Luminol-conjugated cyclodextrin biological nanoparticles for the treatment of severe burn-induced intestinal barrier disruption.

Abstract

Background: The breakdown of intestinal barrier integrity occurs after severe burn injury and is responsible for the subsequent reactions of inflammation and oxidative stress. A new protective strategy for the intestinal barrier is urgently needed due to the limitations of the traditional methods. Recently, the application of nanoparticles has become one of the promising therapies for many inflammation-related diseases or oxidative damage. Herein, we developed a new anti-inflammatory and antioxidant nanoparticle named luminol-conjugated cyclodextrin (LCD) and aimed to evaluate its protective effects in severe burn-induced intestinal injury.

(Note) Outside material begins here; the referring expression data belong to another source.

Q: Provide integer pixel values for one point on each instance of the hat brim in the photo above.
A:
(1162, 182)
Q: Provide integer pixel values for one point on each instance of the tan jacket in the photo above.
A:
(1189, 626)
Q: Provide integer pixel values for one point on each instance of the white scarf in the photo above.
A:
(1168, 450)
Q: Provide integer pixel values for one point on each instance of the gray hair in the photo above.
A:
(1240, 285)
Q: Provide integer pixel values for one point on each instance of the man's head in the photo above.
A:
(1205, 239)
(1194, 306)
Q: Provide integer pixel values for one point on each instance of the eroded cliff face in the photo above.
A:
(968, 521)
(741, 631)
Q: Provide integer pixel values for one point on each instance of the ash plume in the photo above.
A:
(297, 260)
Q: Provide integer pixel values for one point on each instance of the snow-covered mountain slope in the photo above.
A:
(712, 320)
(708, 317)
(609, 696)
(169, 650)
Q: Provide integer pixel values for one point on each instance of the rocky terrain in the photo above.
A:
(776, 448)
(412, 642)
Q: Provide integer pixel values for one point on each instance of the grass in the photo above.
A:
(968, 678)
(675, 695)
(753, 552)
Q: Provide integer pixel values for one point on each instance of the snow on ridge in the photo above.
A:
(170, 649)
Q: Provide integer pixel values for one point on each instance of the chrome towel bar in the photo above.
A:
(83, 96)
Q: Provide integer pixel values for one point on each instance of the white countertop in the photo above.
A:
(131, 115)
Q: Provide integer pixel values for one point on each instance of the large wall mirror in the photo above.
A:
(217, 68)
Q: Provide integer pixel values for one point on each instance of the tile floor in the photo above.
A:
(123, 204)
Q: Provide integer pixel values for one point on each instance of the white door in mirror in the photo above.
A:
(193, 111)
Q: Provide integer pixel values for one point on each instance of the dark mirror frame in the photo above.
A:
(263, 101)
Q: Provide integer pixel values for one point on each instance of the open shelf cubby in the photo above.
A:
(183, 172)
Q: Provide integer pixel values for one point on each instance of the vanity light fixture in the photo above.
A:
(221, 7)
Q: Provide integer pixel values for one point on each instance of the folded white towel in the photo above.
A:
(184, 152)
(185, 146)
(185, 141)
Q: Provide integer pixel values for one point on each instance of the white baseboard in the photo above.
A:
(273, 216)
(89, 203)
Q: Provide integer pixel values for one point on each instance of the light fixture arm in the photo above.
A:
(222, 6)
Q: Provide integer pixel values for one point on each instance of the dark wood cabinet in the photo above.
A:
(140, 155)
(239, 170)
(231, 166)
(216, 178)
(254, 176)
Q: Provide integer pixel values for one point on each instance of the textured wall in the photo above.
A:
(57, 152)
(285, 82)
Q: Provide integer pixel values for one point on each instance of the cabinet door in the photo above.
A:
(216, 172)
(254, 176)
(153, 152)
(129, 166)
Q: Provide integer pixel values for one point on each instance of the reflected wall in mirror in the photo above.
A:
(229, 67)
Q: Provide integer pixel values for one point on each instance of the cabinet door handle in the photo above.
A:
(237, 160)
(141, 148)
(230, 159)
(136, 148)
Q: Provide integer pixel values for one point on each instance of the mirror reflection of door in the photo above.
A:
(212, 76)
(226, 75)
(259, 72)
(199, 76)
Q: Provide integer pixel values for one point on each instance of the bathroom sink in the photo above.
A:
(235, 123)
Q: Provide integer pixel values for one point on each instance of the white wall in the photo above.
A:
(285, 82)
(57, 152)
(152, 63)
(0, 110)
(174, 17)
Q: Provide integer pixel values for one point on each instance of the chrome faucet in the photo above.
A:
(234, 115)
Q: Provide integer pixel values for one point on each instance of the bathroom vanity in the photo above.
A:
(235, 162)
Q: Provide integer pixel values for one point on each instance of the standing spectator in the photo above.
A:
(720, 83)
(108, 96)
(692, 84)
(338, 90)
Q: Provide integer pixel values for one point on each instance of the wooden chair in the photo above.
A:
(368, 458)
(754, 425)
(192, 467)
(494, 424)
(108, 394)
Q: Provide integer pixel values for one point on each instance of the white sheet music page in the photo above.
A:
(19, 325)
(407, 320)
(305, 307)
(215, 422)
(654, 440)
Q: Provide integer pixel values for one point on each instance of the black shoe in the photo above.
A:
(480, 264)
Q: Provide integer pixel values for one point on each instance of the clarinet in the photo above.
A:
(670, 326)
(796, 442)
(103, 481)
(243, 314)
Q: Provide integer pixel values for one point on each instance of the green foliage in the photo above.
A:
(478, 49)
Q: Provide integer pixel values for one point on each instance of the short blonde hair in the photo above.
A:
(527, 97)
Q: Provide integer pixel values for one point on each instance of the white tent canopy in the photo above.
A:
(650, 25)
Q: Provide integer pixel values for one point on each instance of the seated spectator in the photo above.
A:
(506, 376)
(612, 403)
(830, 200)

Methods: First, LCD nanoparticles, engineered with covalent conjugation between luminol and β-cyclodextrin (β-CD), were synthesized and examined. Then a mouse burn model was successfully established before the mouse body weight, intestinal histopathological manifestation, permeability, tight junction (TJ) expression and pro-inflammatory cytokines were determined in different groups. The proliferation, apoptosis, migration and reactive oxygen species (ROS) of intestinal epithelial cells (IECs) were assessed. Intraepithelial lymphocytes (IELs) were isolated and cultured for analysis by flow cytometry.

Results: LCD nanoparticle treatment significantly relieved the symptoms of burn-induced intestinal injury in the mouse model, including body weight loss and intestinal permeability abnormalities. Moreover, LCD nanoparticles remarkably recovered the mechanical barrier of the intestine after severe burn, renewed TJ structures, promoted IEC proliferation and migration, and inhibited IEC apoptosis. Mechanistically, LCD nanoparticles dramatically alleviated pro-inflammation factors (tumor necrosis factor-α, IL-17A) and ROS accumulation, which could be highly involved in intestinal barrier disruption. Furthermore, an increase in IL-17A and the proportion of IL-17A⁺Vγ4⁺ γδ T subtype cells was also observed in vitro in LPS-treated Vγ4⁺ γδ T cells, but the use of LCD nanoparticles suppressed this increase.

Conclusions: Taken together, these findings demonstrate that LCD nanoparticles have the protective ability to ameliorate intestinal barrier disruption and provide a therapeutic intervention for burn-induced intestinal injury.